Select the bins column and the Normdist column then Insert > Chart and select line chart, and make it smooth:

Smooth Normal distribution

You’ll have an output like this:

Normal distribution curve in Google Sheets
Normal distribution curve in Google Sheets

That’s a normal distribution curve, around our mean of 56.9. Great work!

We now need to calculate the distribution of the 1,000 exam scores for our histogram chart.

As we’re going to create a totally new chart with the histogram and normal curve overlaid (easier than modifying this one), you can put this normal distribution chart to one side now, or delete it.

Step 7: Frequency formula

Leave column H blank for now (we’ll fill this in shortly).

In column I, let’s use the FREQUENCY formula to assign our 1000 scores to the frequency bins.

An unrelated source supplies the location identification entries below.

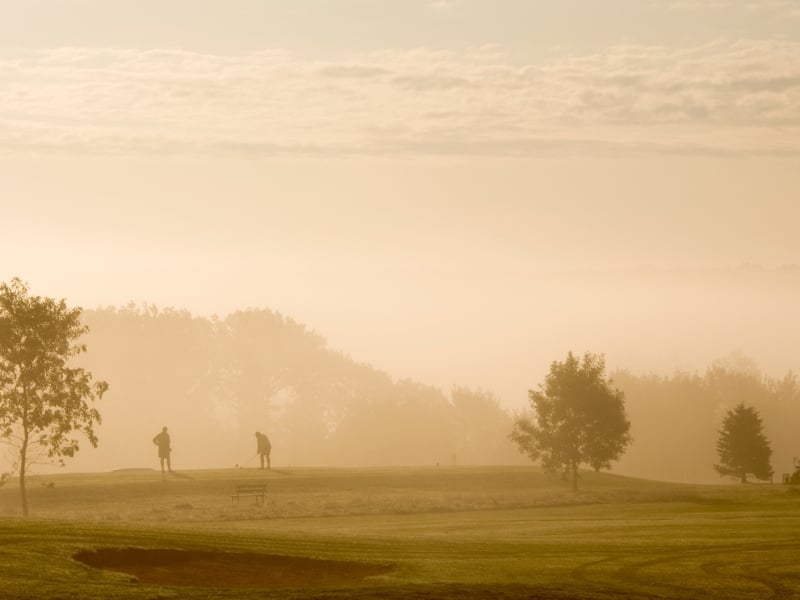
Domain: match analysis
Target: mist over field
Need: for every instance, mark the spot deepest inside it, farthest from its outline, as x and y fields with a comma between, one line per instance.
x=368, y=229
x=685, y=347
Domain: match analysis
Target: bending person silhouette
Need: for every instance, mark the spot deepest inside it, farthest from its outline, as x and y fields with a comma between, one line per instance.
x=263, y=448
x=162, y=441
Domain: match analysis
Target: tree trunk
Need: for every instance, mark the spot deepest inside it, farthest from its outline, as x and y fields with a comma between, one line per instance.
x=23, y=458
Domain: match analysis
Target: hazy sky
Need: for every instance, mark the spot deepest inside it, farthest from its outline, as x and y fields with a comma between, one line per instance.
x=456, y=191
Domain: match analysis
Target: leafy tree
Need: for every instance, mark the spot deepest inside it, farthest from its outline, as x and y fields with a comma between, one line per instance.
x=580, y=418
x=742, y=446
x=43, y=399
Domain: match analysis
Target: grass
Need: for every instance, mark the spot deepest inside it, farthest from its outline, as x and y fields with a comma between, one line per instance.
x=446, y=532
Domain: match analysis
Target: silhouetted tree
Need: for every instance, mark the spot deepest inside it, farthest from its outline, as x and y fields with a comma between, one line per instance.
x=43, y=400
x=742, y=446
x=580, y=418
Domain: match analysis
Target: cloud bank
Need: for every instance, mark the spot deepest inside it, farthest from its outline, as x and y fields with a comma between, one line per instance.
x=726, y=98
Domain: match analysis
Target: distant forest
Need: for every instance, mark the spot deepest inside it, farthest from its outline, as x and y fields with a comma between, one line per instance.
x=214, y=382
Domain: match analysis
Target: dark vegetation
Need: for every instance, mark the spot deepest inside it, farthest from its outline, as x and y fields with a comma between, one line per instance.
x=44, y=400
x=215, y=382
x=580, y=418
x=742, y=446
x=675, y=418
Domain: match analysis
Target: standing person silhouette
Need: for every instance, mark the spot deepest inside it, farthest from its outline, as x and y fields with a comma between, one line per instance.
x=263, y=448
x=162, y=441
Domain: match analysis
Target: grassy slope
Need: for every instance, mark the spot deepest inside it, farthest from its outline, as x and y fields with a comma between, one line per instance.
x=482, y=531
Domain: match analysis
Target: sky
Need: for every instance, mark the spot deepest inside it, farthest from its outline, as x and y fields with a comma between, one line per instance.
x=455, y=191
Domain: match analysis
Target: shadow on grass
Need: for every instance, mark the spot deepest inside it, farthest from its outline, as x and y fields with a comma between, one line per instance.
x=227, y=569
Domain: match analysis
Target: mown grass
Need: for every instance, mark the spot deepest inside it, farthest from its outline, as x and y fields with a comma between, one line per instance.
x=447, y=532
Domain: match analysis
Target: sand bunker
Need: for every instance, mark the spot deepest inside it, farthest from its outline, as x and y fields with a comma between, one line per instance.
x=227, y=569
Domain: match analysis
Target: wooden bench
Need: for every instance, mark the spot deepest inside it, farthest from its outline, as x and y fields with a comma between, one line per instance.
x=257, y=490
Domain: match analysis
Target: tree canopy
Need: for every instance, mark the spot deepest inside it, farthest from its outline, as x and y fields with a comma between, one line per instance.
x=742, y=446
x=579, y=418
x=43, y=399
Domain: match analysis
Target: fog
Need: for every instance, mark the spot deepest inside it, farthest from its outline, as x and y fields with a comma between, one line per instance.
x=368, y=230
x=685, y=346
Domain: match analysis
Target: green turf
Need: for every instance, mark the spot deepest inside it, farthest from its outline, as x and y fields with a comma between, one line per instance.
x=447, y=532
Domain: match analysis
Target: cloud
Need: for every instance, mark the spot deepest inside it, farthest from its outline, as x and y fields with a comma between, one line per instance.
x=721, y=98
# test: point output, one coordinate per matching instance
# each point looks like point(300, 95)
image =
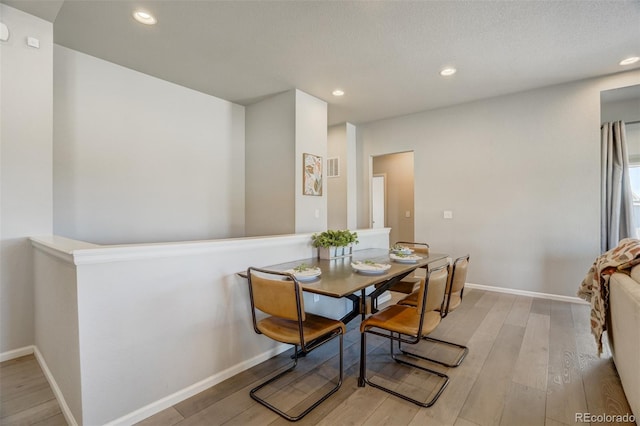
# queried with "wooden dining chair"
point(409, 324)
point(453, 299)
point(279, 295)
point(411, 283)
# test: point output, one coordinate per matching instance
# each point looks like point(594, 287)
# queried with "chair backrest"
point(422, 248)
point(275, 293)
point(435, 284)
point(458, 276)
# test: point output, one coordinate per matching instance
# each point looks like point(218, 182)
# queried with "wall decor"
point(311, 174)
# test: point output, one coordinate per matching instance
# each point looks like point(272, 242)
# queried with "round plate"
point(370, 269)
point(405, 250)
point(405, 259)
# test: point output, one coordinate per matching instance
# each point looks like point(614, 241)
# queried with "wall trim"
point(170, 400)
point(570, 299)
point(83, 253)
point(16, 353)
point(66, 411)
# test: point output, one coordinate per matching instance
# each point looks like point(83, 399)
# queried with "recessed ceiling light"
point(448, 71)
point(630, 60)
point(144, 17)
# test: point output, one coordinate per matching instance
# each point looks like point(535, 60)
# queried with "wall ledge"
point(83, 253)
point(535, 294)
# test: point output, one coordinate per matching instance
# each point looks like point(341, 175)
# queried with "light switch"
point(33, 42)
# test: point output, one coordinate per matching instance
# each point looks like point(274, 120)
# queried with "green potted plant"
point(333, 244)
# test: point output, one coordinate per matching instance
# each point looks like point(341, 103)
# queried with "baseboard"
point(66, 412)
point(181, 395)
point(536, 294)
point(16, 353)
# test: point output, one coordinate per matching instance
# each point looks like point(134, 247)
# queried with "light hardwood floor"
point(531, 362)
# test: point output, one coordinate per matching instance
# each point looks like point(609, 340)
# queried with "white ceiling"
point(386, 55)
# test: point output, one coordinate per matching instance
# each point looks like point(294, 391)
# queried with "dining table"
point(338, 278)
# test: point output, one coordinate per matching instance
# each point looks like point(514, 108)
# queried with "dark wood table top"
point(339, 279)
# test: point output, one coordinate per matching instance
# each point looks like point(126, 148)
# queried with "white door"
point(377, 201)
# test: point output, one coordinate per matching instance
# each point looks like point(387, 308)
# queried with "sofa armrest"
point(624, 333)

Type the following formula into cell I2 and press Ctrl + Shift + Enter (on a PC) or Cmd + Shift + Enter (on a Mac), to create the Array Formula. It’ll fill in the whole column and assign all the scores into the correct bins:

=ArrayFormula(FREQUENCY(scores,bins))

frequency formula

If you’re new to Array Formulas, check out this post: How do array formulas work in Google Sheets?

Step 8: Copy values

Copy this column of frequency values into the adjacent column J (we need this for our chart).

Pro tip: you can just copy I1:I2 into J1:J2, it’ll fill out the whole column with values.

Step 9: Scale the normal distribution curve

We need to scale our normal distribution curve so that it’ll show on the same scale as the histogram. Since we have 1,000 values in bins of 5, our scale factor is 5,000. Meaning, when I multiply the normal distribution values by 5,000, they’ll be comparable to the histogram values on the same axis. Also, they’ll sum to 1,000 matching the number of values in our population.

So in the blank column H, add the following formula and drag down to H22:

= G2 * 5000

Our completed data table now looks like:

final table

Step 10: Create the chart

This is where we see how to make a histogram in Google Sheets finally!

Note: the screenshots shared below show the old chart editor. The new chart editor opens in a side pane, but the steps and options are essentially the same.

Hold down Ctrl (PC) or Cmd (Mac) to highlight the bins data column, the Normal distribution and two histogram columns, but omit the Normdist formula column, as follows:

Highlight data

Then Insert > Chart, and select Combo chart:

Select combo chart

Select the option to use column F as labels:

select labels

In the Customization tab, remove the title and legend. Select the Smooth option:

select smooth option

Select the vertical axis. Delete the axis name. Set to have a range of 0 to 150, and set the major gridlines to 4.

Vertical axis

In the series section of the customization menu, choose the Normal Distribution series, and change from columns to line, so your chart looks like this:

Change to line

Next, choose the Histogram series and change the type from line to columns:

Change to columns

Select the Histogram 2 series and change the type from line to stepped area:

Stepped area

Then change the color to red, the line thickness to 1px and the opacity to 70%, to make our chart look like a histogram (this is why we needed two copies of the frequency column):

Histogram format options

Final tidy up: set the axes labels font size to 10, then click in the chart area to move and resize the it by dragging the edges outwards, so it fills out the whole of our chart canvas:

Move and resize

Voila! You’ve now learnt how to make a histogram in Google Sheets, overlaid with a normal distribution curve:

Final output

Want your own copy of this histogram chart?
Click here to access your copy of this template >>

Conclusion:

To conclude, we can see our exam score data is very close to the normal distribution. Hooray!

If we look closely, it’s skewed very, very slightly to the left, i.e. it has a longer tail on the left, more spread on the left. See how there is space between the red bars and the blue line on the left side, but the red bars overlap the blue curve on the right side. It’s subtle though.